Through a Fish’s Eye

by Gene Shelburne

In his poem called “Heaven,” Rupert Brooke tries to imagine a fish’s view of reality.

“Is there anything beyond this Pond, this Stream, beyond this wet world?” his fish wonders. “Is this all there is?” But then his hypothetical fish gasps, in effect, “How ghastly if there were more!” What self-respecting fish would want to live in a world that is not wet?

So we humans, confined now to our peculiar element, ponder our own limits. Is this world of dust and blood the whole of Existence? Surely some Power energizes Life beyond our puny frailty. Surely some Mind processes meaning and mysteries beyond our partial perceptions.

Everything within us cries out that there must be more. “Not here the appointed End,” the poet protests, “not here!”

“Dust to dust,” the Bible describes our mortal round. “Mud to mud,” the poet parodied. What a poor, mean, cruel thing would this life be if its end turned out to be nothing more than a hole in the sod.

Indeed, if the grave is the sum of it, why do we spend uncountable hours poring over books, ciphering the accumulated scribblings of the ages, seeking insight and wisdom? Why do we invest our days to hone skills that inevitably will be filched by old age or death?

My friend, now ravaged by radiation and chemotherapy, spends most of every week surrounded by hairless, emaciated souls who visit the state-of-the-art medical center for the same reason he does. Right now this is his life. Like the fish in Brooke’s pond, he has a hard time seeing past the pond scum.
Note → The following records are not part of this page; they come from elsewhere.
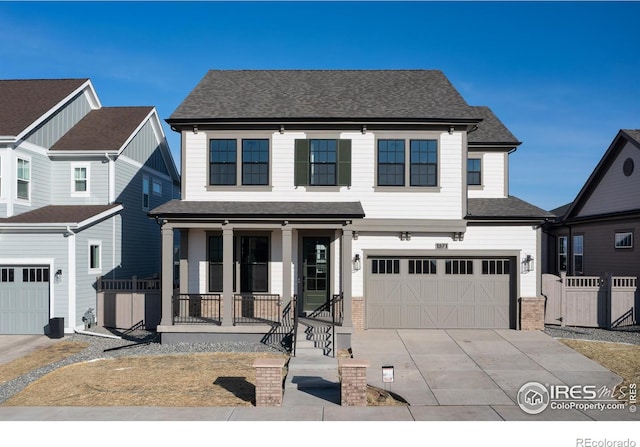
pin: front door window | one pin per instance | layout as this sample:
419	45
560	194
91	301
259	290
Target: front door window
316	273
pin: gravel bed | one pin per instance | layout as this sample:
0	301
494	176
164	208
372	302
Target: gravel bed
627	334
134	343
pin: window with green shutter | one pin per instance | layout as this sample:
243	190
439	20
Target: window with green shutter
322	162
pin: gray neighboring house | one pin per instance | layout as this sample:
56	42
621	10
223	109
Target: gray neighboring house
595	234
76	182
379	197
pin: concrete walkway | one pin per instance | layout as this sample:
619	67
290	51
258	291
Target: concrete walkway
452	375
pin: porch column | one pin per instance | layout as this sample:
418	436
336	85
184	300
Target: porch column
227	277
167	275
286	266
347	237
184	261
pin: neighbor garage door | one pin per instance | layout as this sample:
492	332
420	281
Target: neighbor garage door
429	292
24	299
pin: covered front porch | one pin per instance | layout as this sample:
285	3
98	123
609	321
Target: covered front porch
245	271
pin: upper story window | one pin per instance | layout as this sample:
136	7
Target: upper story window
624	240
322	162
424	163
578	254
145	192
391	162
562	253
255	162
156	187
474	171
79	180
222	162
24	179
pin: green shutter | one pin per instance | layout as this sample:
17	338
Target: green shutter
301	175
344	162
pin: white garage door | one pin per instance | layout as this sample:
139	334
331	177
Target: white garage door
24	299
430	292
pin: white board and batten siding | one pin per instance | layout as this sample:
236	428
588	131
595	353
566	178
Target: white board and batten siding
442	202
616	191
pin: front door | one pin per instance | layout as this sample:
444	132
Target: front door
315	281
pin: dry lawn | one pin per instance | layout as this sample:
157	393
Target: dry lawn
622	359
38	359
185	380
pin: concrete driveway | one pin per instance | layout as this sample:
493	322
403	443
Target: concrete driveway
16	346
476	371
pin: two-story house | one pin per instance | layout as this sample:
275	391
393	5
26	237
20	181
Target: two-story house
381	191
76	182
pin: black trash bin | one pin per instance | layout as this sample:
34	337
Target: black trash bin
56	327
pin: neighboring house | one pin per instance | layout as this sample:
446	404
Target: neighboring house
595	234
382	187
76	183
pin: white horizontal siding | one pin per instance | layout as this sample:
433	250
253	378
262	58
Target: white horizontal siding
443	203
494	169
616	192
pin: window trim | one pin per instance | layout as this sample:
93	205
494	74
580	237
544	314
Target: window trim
478	172
18	179
408	137
74	192
617	241
90	245
146	196
575	255
564	254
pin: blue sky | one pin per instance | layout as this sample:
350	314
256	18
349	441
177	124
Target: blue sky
563	76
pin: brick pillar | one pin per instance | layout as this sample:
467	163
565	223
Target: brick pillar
353	382
269	382
532	313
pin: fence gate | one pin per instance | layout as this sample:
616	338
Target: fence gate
589	301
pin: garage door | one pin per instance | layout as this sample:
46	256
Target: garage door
24	299
440	292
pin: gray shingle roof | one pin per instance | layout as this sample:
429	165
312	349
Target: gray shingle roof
504	208
22	101
323	94
104	129
491	129
56	214
328	210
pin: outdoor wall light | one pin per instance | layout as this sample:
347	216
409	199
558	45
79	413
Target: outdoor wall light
527	264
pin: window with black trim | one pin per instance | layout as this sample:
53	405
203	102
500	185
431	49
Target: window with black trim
255	162
578	254
322	162
424	163
562	253
391	156
474	171
422	267
385	266
222	162
7	275
458	267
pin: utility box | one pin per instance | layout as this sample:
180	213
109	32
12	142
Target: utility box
56	327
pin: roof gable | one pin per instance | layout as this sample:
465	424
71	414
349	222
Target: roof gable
323	94
25	101
612	186
105	129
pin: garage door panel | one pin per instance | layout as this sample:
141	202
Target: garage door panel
447	297
24	300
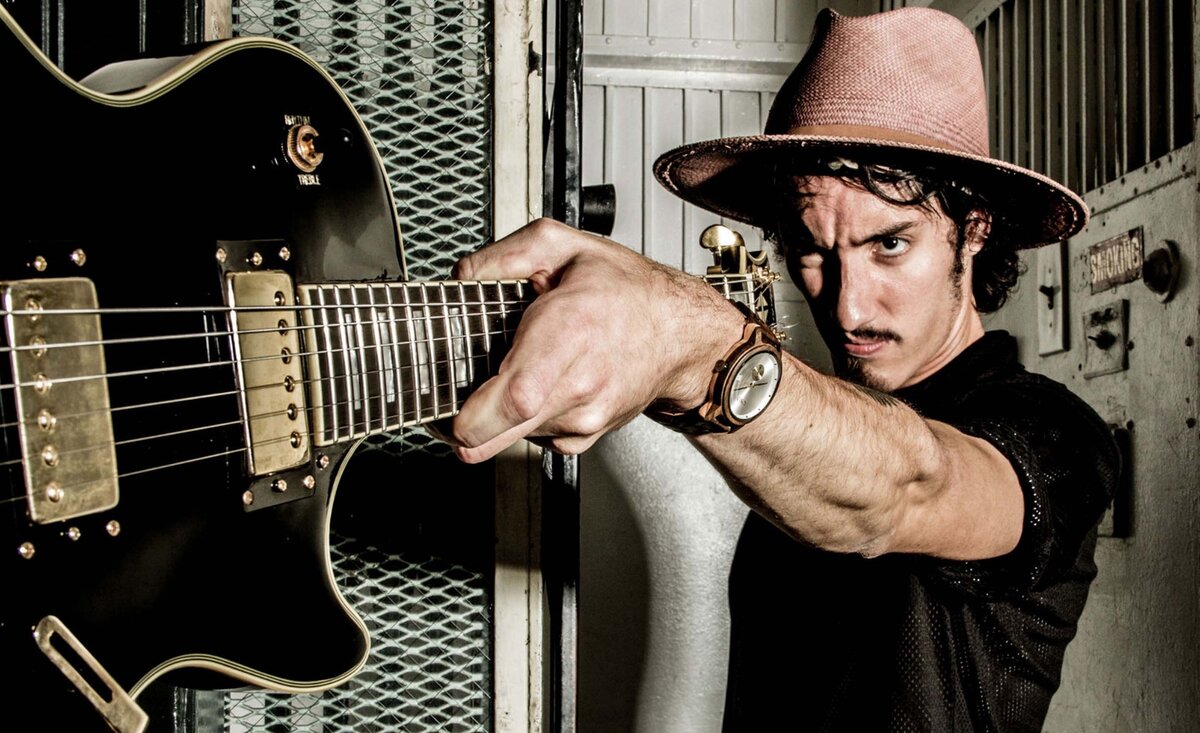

But there must be more to life than this. If not, why does my friend subject himself to the rigors of a cure that kills more good cells than bad? Why does he accept the indignities—the massive medical insults to mind and body—unless some larger, compelling purpose defines his life, both now and Later?

Wrestling with this very question, the apostle Paul advises us to find our answers by looking back at the cross: “Indeed we share in Christ’s sufferings.”

We can also find perspective, he says, by looking forward to Eternity: “I consider that our present sufferings are not worth comparing with the glory that will be revealed in us.”